SMPTE Report: Does 3D Need To Adjust for Different Screen Sizes?
When it comes to monetizing 3D sports for TV, one of the best bets is believed to be distribution in movie theaters, on laptops, and even on handheld devices to ensure as many available revenue channels as possible. But a primary issue facing that model is that, as 3D content is scaled up or down to fit a larger or smaller screen, there is an impact on the perceptual effects of 3D. At this week’s SMPTE Conference in Los Angeles, Clive Henry Gillard of Sony in the UK described the significance of that impact and whether it can cause issues for viewers.
“With 2D, scaling everything just works, but, in 3D, the problem is, of course, the third dimension,” he explained. “While the horizontal and vertical size changes, the depth is not scaled. But, if you scale the depth, the object will seem miniaturized.”
And then there is the pain factor. There are industry production professionals calling for positive parallax to be 1% of screen size. But, when the screen is larger than the one the content was originally created for, that parallax will move beyond 1%, causing the eyes to diverge and, potentially, leading to pain. And when the screen is smaller, vergence issues become the primary concern.
In a movie theater, for example, the viewer is sitting farther from the screen, and the eye muscles are relaxed, allowing the content creator to have depth that is 1% behind the screen and 2% in front without negative impact.
“But, with TV, the viewer is looking at the screen more closely, and the eye muscles are more active,” Gillard noted, “so the 3D depth can only extend to 1% in front of the screen.”
He added that most 3D content also includes 2D cues to depth, helping decrease the negative effects of depth distortion.
“Depth distortion is not a significant issue, as 2D perspective cues will help the viewer,” he explained. “And horizontal image translation, a method where the left and right images are shifted with respect to each other to push the object to where it was originally, results in no depth distortion.”
Gillard discussed a recent Sony study in which two groups of viewers looked at images created for an 8-meter screen on a .92-meter screen. They also sat 1.38 times picture height from the screen. The goal was to see whether the depth scaled linearly relative to the decrease in screen size or scaled non-linearly and, therefore, without the ability to predict the perceived depth.

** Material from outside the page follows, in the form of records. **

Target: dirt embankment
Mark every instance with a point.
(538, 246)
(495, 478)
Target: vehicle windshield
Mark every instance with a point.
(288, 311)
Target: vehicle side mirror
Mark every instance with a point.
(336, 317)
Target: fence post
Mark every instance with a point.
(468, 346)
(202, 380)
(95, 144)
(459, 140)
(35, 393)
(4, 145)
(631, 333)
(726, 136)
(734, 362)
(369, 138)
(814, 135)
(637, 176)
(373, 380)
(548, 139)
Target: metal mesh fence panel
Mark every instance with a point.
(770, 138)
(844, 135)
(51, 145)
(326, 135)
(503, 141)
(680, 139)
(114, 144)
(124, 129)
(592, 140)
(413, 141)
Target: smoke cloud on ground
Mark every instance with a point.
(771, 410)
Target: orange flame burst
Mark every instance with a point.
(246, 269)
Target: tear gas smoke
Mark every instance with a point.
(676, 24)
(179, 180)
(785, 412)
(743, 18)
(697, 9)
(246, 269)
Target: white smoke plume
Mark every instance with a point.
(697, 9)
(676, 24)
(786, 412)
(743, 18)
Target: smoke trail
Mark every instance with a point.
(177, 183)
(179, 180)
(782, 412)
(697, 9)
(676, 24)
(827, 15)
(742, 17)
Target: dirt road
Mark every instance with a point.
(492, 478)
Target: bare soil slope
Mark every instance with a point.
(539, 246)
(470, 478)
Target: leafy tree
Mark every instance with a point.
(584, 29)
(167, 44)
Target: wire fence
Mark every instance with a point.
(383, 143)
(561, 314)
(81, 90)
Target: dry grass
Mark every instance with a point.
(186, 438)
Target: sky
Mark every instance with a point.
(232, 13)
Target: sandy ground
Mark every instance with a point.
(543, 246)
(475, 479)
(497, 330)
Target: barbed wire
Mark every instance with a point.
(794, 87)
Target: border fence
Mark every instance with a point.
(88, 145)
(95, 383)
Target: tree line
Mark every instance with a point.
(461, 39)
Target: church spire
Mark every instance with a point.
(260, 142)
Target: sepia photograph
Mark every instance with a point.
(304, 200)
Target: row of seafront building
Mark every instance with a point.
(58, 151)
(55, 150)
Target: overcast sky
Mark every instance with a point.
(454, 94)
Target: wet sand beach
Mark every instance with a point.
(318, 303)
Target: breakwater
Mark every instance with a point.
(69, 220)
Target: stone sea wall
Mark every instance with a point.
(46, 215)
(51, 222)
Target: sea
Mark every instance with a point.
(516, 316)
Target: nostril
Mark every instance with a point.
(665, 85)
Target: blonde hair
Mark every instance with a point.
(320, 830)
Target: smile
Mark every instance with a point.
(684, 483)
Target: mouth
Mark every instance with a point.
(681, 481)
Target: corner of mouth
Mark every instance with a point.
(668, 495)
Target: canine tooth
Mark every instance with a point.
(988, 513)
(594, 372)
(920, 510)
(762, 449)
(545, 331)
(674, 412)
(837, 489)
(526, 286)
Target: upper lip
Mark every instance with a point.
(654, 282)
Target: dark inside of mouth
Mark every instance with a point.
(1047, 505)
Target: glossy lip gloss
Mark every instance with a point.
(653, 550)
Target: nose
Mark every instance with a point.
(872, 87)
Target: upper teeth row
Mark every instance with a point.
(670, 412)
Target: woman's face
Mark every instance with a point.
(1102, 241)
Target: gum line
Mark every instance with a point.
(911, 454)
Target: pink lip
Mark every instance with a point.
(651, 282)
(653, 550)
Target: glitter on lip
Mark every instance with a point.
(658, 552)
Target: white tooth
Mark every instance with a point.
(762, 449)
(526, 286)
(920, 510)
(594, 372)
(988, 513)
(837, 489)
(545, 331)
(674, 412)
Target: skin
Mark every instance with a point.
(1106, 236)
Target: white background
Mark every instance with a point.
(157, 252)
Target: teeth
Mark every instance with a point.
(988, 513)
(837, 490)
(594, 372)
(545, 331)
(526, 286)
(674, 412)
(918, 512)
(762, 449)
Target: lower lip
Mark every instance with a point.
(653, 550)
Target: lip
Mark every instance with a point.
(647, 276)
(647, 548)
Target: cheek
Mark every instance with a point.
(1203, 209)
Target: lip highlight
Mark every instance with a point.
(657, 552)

In the study, Gillard said, one group had content that was scaled down but without perspective cues, while the other group had content scaled down with perspective cues, such as other objects that were smaller or larger and gave a sense of relative depth.
“The picture with the 2D perspective clues,” he added, “was much easier for everyone to work out where the object was, and, on average, viewers were able to place the column closer to the linear depth than the distorted depth.”